Je suppose que c’est vous qui avez traduit le texte de l’intervention sur la vidéo. Comme toujours, votre traduction est exemplaire, et c’est un réel plaisir que de vous lire. Je rappelle pour ceux qui ne le sauraient pas, qu’une bonne traduction ne doit jamais apparaître comme une traduction, mais toujours donner l’impression que l’auteur du texte original s’est directement exprimé dans la langue traduite, ici le français. Une précision cependant qui peut-être vous sera utile, Christophe, c’est l’expression que vous avez employée : "moins pire". Cette formule erronée, qu’on entend ou lit tous les jours en France, témoigne de l’oubli, ou de l’ignorance pour certains, de la grammaire du français. Il aurait mieux fallu dire "moins mauvais". Pour ceux que cela intéresse voici ce qu’en dit à ce sujet l’Académie française.
"(...)quelle est actuellement l’arme - 100 000 fois plus puissante que l’arme atomique, et pas forcément explosive - que les Etats-Unis sont en train de finir de mettre au point dans le plus grand secret ?"
La réponse est simple, mais de fait difficile à admettre pour beaucoup, précisément parce que cette arme est utilisée depuis en gros soixante ans et dans le plus grand secret, donc elle a déjà fait son effet.
Et cette arme, c’est celle-ci : le formatage des esprits selon la manière de voir anglo-américaine, et notamment, pour ne pas dire surtout, par la propagande maintenant véhiculée en France même, par tous les journaux (France two en tête) comme quoi l’anglais "est" la langue internationale de fait. (fin de citation).

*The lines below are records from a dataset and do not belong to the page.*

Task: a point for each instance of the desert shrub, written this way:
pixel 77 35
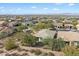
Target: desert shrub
pixel 25 54
pixel 50 54
pixel 45 54
pixel 32 50
pixel 29 40
pixel 70 51
pixel 1 51
pixel 58 44
pixel 38 52
pixel 9 44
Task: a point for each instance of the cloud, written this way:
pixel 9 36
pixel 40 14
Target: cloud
pixel 45 8
pixel 33 7
pixel 58 3
pixel 71 4
pixel 55 9
pixel 18 9
pixel 1 7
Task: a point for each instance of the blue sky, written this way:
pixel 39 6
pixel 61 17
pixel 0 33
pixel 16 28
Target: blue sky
pixel 38 8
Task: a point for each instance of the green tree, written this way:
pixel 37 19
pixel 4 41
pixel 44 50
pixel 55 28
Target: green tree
pixel 70 51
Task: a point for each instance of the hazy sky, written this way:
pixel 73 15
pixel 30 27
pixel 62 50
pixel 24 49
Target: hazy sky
pixel 38 8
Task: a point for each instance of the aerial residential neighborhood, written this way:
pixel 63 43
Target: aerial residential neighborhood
pixel 35 33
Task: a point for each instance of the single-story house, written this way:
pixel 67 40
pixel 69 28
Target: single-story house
pixel 71 38
pixel 45 33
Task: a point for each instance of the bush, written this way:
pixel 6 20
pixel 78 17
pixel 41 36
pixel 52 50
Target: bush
pixel 54 44
pixel 29 40
pixel 71 51
pixel 58 44
pixel 10 44
pixel 38 52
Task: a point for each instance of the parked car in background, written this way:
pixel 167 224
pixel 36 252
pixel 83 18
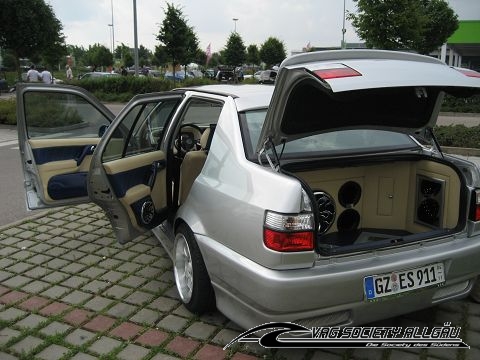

Bien entendu, quiconque ayant échappé quelque peu à cet arme, et ou ayant encore une once de jugeote saura que l’anglais n’a aucune vertu pour être une langue internationale, mais absolument aucune, si ce n’est qu’elle est imposée par l’empire pour son seul profit, et avec l’aide de nombreux auxiliaires prêts à se vendre, même contre ce qui fait le génie de leur pays : la langue maternelle.
Je citerais comme ça, en gros, les politiques, les journalistes et, d’une manière générale les opportunistes de tout poil. Et cela ne manque pas. Michel Serres les appelle "les collabos".
Le problème avec Michel Serres, c’est qu’il ne propose aucune solution sérieuse, et pourtant...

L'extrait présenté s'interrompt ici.